Setup: Consider a Laplacian (or Kirchoff) matrix $L = L^T \in \mathbb{R}^{n \times n}$ corresponding to a weighted, undirected and connected graph. That is, a matrix with $L_{ij} \leq 0$ for $i\neq j$ and $L_{ii} = -\sum_{j=1}^n L_{ij} > 0$. So $L$ has zero row sum, and is positive semidefinite with a simple eigenvalue at $0$.
It's well known that if you add a small positive (resp. negative) amount to any diagonal element of $L$, the zero eigenvalue is pushed into the right (resp. left) half plane.
Question: Consider a diagonal but indefinite matrix $B = \mathrm{diag}(b_{11},\ldots,b_{nn})$. What are sufficient conditions on $B$ such that $L + B$ is positive definite?
What I know: Obviously if $B$ was positive semi-definite the result would follow.
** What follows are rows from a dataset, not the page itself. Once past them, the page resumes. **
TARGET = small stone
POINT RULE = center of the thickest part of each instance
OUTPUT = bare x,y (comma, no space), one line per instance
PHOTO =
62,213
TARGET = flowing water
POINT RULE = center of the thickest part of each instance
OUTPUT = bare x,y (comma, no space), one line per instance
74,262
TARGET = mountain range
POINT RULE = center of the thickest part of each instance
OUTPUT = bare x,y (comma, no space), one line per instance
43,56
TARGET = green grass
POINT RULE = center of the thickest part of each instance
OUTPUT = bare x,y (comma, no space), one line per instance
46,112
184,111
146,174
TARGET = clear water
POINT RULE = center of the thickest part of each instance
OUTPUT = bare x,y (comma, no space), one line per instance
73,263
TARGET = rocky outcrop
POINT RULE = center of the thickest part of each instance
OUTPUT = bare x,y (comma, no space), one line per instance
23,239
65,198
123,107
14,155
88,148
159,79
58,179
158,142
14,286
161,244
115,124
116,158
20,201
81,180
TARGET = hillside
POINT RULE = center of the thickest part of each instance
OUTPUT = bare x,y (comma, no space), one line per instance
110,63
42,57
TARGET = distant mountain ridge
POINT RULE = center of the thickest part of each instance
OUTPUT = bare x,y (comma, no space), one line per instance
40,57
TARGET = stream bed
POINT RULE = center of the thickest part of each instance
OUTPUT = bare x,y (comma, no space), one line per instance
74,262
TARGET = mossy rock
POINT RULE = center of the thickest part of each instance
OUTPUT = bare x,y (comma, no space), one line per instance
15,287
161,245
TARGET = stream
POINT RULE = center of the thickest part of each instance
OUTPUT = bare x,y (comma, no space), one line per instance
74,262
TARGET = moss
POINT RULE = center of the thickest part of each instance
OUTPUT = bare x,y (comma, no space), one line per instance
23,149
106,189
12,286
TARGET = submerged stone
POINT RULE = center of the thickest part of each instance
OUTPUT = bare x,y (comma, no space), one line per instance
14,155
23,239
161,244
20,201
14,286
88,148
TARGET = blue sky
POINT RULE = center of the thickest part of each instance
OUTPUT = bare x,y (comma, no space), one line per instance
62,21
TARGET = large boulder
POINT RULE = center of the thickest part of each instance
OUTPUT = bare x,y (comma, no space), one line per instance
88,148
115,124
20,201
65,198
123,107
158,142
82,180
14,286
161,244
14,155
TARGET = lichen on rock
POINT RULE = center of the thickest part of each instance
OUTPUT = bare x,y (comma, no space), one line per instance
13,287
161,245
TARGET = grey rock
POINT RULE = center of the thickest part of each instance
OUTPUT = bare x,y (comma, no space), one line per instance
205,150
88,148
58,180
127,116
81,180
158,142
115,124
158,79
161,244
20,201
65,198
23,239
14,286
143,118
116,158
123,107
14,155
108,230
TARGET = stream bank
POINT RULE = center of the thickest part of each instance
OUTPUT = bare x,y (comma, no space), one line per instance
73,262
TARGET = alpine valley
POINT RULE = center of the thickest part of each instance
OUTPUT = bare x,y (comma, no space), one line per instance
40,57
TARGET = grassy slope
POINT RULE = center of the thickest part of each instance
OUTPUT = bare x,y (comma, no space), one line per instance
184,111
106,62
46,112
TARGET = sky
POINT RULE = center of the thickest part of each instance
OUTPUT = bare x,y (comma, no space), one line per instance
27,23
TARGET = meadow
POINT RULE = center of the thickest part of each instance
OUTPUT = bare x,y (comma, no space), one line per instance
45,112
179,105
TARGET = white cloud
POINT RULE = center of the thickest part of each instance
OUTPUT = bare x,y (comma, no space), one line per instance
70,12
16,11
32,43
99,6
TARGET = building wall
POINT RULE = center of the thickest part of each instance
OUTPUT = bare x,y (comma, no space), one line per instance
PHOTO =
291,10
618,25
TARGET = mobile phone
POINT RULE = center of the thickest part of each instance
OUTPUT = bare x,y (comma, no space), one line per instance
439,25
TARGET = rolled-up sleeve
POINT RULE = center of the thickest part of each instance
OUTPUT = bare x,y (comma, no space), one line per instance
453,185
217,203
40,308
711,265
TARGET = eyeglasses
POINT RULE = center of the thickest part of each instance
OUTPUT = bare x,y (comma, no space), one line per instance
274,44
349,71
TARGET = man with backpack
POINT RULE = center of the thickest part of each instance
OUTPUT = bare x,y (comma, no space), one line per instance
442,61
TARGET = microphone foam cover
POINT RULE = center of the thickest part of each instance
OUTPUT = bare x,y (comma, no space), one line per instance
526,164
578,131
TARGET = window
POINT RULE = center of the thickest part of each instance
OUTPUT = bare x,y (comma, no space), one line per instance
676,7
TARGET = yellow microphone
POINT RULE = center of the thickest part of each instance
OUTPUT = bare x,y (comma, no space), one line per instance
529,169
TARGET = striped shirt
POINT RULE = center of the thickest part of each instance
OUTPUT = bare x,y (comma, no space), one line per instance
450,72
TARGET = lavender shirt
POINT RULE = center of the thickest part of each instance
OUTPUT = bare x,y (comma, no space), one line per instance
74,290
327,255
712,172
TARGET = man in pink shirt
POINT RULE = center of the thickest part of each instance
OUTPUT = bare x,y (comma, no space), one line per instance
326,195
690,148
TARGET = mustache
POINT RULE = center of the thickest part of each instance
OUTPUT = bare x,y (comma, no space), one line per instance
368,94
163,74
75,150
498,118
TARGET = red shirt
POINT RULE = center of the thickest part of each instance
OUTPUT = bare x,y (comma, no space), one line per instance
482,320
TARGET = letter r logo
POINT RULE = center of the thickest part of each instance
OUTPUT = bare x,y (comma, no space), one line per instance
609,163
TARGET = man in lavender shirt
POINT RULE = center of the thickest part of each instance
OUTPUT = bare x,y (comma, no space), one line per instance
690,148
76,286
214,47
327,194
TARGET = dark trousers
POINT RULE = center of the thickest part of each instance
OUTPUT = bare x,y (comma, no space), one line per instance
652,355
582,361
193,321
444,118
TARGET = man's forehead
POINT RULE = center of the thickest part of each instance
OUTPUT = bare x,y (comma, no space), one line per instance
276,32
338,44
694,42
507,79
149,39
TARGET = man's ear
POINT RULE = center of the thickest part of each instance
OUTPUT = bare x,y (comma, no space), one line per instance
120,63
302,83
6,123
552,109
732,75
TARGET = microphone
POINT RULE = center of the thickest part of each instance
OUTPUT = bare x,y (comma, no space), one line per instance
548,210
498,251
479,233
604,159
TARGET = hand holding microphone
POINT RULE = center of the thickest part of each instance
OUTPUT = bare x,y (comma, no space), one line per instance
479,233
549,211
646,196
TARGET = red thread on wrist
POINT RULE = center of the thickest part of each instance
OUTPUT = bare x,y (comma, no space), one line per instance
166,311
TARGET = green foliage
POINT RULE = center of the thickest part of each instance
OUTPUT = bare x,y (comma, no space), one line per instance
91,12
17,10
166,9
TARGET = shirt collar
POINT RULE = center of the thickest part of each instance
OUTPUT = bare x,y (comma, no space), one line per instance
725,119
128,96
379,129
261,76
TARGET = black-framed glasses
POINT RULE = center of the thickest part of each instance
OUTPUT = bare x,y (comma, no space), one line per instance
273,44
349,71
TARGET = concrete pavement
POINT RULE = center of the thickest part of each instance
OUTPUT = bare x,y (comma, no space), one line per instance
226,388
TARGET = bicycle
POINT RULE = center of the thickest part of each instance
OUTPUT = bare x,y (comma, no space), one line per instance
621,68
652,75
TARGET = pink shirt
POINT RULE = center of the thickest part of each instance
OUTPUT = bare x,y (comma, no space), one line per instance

I've found cases where a small negative $b_{ii}$ cannot be compensated for by a sufficiently large $b_{jj}$, so a condition of the form $Trace(B) >\!\!> 0$ won't work.
A Guess: Any negative element added at node $i$ must be corrected for with a positive addition at a (or several) nodes which are "sufficiently connected" in the graph to node i.
Thoughts appreciated! -John